Nous étions déjà réglementés aux Etats-Unis et en Australie, maintenant en Europe et au Japon. Suite au premier règlement européen sur les agences de notations (CRA1), nous avons mis en œuvre les moyens techniques et de contrôle nécessaires pour exercer notre activité en conformité avec la réglementation. Cela a impliqué de nombreux changements, dont les plus visibles de l’extérieur sont sans doute la rotation des équipes d’analystes tous les 4 ans, l’identification des notations de titres structurés par le suffixe "SF" ainsi que le délai de 12 heures laissé à l’émetteur pour revoir le communiqué de presse avant publication.

Soulignons que, si nos autres règles et procédures internes sont globalement identiques à travers le monde, nous n’avons pas souhaité étendre ce délai de 12 heures aux notations attribuées en dehors d’Europe, car cela présente des risques non-négligeables en termes de diffusion de rumeurs et de délit d’initié.

Quel est votre point de vue sur la modification de ce règlement plaçant les agences de notation sous la surveillance du superviseur paneuropéen, l’ESMA (European Securities and Markets Authority), qui aura le pouvoir d’infliger des amendes ?

La seconde phase de la réglementation (CRA2) transfère les compétences de surveillance des agences à un superviseur européen. Nous accueillons favorablement cette évolution car aujourd’hui, nous sommes régis par trois régulateurs nationaux, car S&P a trois entités juridiques en Europe (et 6 bureaux dans l’Union européenne au total).

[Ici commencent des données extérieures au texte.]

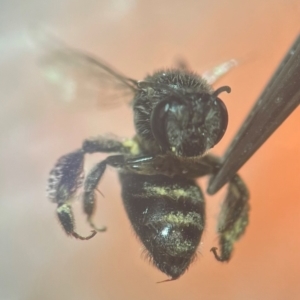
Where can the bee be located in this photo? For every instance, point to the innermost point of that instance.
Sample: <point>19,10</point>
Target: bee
<point>178,118</point>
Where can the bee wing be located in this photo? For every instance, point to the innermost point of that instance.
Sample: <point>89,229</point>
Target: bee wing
<point>280,97</point>
<point>80,78</point>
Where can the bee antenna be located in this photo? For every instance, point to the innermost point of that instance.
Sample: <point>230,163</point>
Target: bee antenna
<point>220,90</point>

Nous sommes également favorables aux projets visant à retirer la référence aux notations dans les règlementations financières, notamment Bâle 3 et Solvabilité 2. L’utilisation de la notation comme référence unique et automatique nous donne un rôle systémique, ce que nous n’avons jamais souhaité, alors que nos analyses sont une source d’information parmi d’autres.

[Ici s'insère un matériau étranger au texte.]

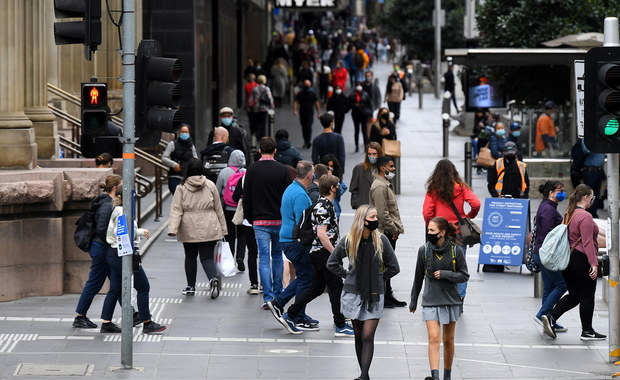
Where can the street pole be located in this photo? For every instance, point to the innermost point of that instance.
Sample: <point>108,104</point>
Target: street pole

Nous sommes plus inquiets de certaines dispositions de la consultation de la Commission dite "CRA3" [ndlr : consultation lancée en novembre 2010] peuvent avoir des conséquences indésirables, voire susceptibles d’aller à l’encontre des intentions mêmes du législateur. Envisager que la modification des notations des Etats ne soit pas rendue publique pendant plus de 3 jours - voire fasse l’objet d’un feu vert du gouvernement concerné ! - menace l’indépendance du processus de notation et démultiplie les risques de délits d’initiés. Cela induirait en outre une discrimination injustifiée de traitement entre les titres souverains et les autres.

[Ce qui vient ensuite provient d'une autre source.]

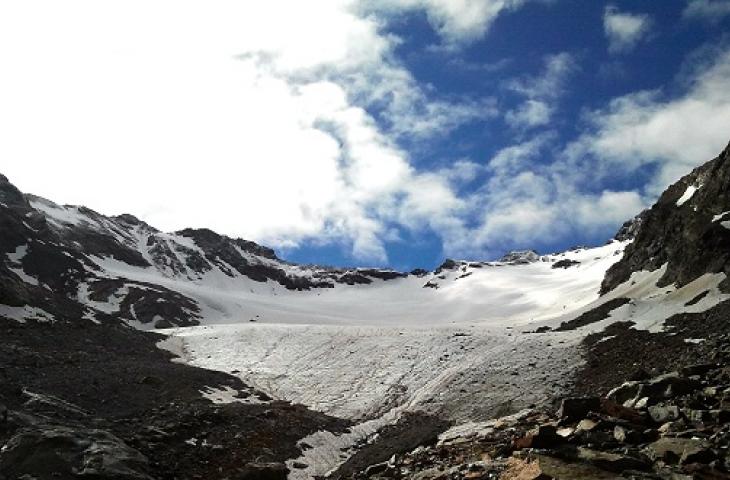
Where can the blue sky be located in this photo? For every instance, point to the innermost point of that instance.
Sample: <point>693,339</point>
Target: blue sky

En ce qui concerne la responsabilité civile des agences, le concept de "notation erronée" mis en avant dans la consultation de la Commission "CRA3" nous paraît également particulièrement discutable et laisse la porte ouverte à de nombreuses interprétations. Il crée une confusion sur la portée de la notation, car il occulte le fait que l’estimation d’un risque futur se fonde nécessairement sur les éléments disponibles ou prévisibles au moment de l’analyse. Par nature, les prévisions ne se réalisent pas toujours, alors même qu’elles sont faites de bonne foi et de la manière la plus consciencieuse, que ce soit par une agence de notation ou par tout autre acteur du marché. On peut douter qu’un régime de responsabilité fondé sur un tel concept encourage effectivement le développement de la concurrence dans le secteur de la notation. Il risquerait même de décourager l’évaluation des émetteurs les plus risqués par les agences existantes.

De manière plus générale, la réglementation européenne actuelle est en place depuis septembre 2010 seulement. Nous pensons qu’il faut se donner le temps du recul, afin d’être en mesure d’évaluer ses effets, et non la modifier continuellement.

Quelles sont les différences entre les mesures d’encadrement des agences de notation adoptées en juillet dernier aux Etats-Unis et la nouvelle régulation européenne ?

S’il existe des différences liées à des dispositions spécifiques à l’organisation des marchés aux Etats-Unis (Reg FD), il existe de nombreux points de convergence.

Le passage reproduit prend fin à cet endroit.